NIGER
NIGER
7/1/08
Pourquoi cette émotion si trouble, cette « boule dans la gorge » si vivace, au moment de traverser le fleuve Niger ?
Déjà, le voyant de loin : paysage malien dont l’aridité est adoucie par cette brume de terre devenue rose, devenue or dans la lumière, et clairement défini par le passage, au loin, du fleuve. Camaïeu de couleurs allant du jaune miel au fauve, mais, plus que les couleurs, c’est sa lenteur qui vous prend directement au cœur. On dirait que tout mène vers lui : le glissement des lieux dont on perçoit à peine les bruits urbains, et le glissement du temps, qui conduit tout droit vers cette bande horizontale échappée à toute règle, à tout rythme. Non, le fleuve a son propre temps, son propre rythme, ses propres desseins. Il est, véritablement, souverain. Rien ne l’asservit, rien ne parviendra à le désunir.
Lorsqu’on tente de s’en approcher : élastique, il s’élargit. A pied, pour aller vers lui, il faut traverser des coins tourmentés d’ordures, ivres d’insectes en maraude, des chemins de latérite rectilignes qui ne semblent mener nulle part sinon à une tranquille mosquée curieusement illuminée par des néons verts, de minuscules carrés de légumes où l’on ne voit que des feuilles et très peu de légumes.
Au bout, une fois parvenu, l’image figée d’un garçon se savonnant très soigneusement, debout, au bord du fleuve, dans le silence véritablement doré de l’après-midi, le ciel pâle traversé par un envol de ce qui ressemble à un martin-pêcheur mais ne répond sans doute pas à ce nom, bruits absents – si cela est possible – des véhicules que l’on voit en ombres chinoises traversant le pont au loin, et l’on sait qu’on est dans le monde du fleuve.
Un monde à nul autre pareil parce qu’appartenant à un tel entrecroisement de choses –lieux, temps, espaces, gens, moments, rêves et déchirures – qu’il est impossible d’en démêler l’écheveau. On a beau se trouver à Bamako, la ville douce, rosée de sa poussière pleine de lumière, douce parce que, malgré l’affairement des gens et la chaleur, les regards que l’on rencontre sont ceux d’une ineffable amitié, d’une tendresse, même, pour ces touristes perdus qui viennent chercher ici quelque substance indivisible, quelque réponse à des questions inconnues, le fleuve, lui, n’appartient pas à la ville, ni même au pays. Il passe.

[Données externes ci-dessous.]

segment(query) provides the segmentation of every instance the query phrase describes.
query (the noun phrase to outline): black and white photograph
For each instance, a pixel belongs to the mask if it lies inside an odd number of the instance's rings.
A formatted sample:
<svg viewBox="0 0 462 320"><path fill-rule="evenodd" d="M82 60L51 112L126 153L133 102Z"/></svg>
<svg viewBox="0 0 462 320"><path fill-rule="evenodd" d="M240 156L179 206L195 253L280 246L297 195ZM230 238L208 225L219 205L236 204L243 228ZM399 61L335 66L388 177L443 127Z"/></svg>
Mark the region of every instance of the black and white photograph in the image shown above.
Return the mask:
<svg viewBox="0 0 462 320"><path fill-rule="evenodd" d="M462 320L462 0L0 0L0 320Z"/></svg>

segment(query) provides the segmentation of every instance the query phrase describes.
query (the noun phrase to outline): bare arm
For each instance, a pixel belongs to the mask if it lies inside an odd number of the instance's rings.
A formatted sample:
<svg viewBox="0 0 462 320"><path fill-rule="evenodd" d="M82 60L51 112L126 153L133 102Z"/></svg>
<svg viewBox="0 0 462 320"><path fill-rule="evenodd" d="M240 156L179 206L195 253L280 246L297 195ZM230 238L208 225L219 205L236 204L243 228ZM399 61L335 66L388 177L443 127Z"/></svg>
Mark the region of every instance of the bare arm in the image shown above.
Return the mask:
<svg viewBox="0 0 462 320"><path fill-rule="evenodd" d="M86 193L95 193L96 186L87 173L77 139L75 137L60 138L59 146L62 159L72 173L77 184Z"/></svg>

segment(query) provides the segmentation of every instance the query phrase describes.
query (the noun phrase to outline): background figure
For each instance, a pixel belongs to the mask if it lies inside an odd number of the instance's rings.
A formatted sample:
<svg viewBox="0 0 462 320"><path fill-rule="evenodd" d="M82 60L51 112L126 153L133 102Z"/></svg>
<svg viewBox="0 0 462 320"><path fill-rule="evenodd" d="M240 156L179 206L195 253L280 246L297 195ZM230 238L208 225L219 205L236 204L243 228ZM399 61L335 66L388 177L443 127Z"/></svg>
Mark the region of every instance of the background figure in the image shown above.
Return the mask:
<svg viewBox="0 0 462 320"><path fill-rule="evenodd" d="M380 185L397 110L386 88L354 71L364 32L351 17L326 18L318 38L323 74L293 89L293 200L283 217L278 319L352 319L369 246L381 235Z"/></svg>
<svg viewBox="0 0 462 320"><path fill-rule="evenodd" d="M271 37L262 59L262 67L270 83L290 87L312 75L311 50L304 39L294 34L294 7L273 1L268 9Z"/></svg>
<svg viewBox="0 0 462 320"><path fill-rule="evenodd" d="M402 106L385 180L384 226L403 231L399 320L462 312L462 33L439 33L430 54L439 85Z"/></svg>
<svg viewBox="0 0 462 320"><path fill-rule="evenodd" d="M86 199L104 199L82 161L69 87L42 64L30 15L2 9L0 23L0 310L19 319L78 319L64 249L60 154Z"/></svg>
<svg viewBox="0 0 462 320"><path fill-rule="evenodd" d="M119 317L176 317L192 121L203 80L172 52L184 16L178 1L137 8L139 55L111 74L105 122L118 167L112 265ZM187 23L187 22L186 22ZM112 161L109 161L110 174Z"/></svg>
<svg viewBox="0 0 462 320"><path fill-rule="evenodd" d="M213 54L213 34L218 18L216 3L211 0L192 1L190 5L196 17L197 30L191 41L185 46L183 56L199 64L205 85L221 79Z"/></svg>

Il passe, et, passant, entraîne un bref instant l’écharpe des souvenirs, la charge des destinées et de l’histoire du lieu. L’entraîne à sa suite dans ses eaux si larges qu’elles peuvent tout prendre et tout comprendre, s’habillant ainsi temporairement des couleurs et des odeurs qu’il traverse. Mais tout cela n’est que transitoire. L’eau ne garde pas les images, elle les dilue profondément, elle les étale et les disperse, se contentant d’en préserver l’essence. L’essence, c’est l’histoire, qui aura connu tous les états des hommes et de la terre sur ses rives, tous les miroitements, tous les pouvoirs et toutes les déchéances. Depuis le temps, depuis les siècles, combien de peuples se sont multipliés, s’y sont installés, se sont amenuisés, se sont détruits. Il y a eu des guerres et des exodes, des massacres et des couronnements. De grands rois aux grands pouvoirs – mais tellement éphémères ! Partis le temps d’un songe, alors que le fleuve poursuivait sa route. De petites gens, des gens simples, un pêcheur sur les bords de l’eau, un enfant jouant avec un petit radeau, une femme lavant les vêtements. Et partis eux aussi en ayant fait leur temps. Tous semblables, tous livrant à l’eau leurs doutes et leur tristesse ou leur joie, tous disparaissant au bout des années allouées.
Et ainsi, il va, ce fleuve Niger, tragique et lourd de tous ses battements, de cœurs, de rythmes, de cadences, de songes, tourné toujours vers le plus grand large, ce large océanique dont on ne devine pas l’approche ni la distance, ces mers qui semblent si peu de choses face aux bras ouverts, au corps offert des fleuves.
Et à le voir, à le suivre quelques instants du regard, à entendre son silence, il vient en soi un profond bouleversement, une de ces émotions qui semblent n’avoir de source véritable, un de ces frémissements qui passent sous la peau comme un fantôme, une trace oubliée de soi-même, et qui gonflent le cœur de quelque chose qui ressemble à une douleur, mais qui ne l’est pas.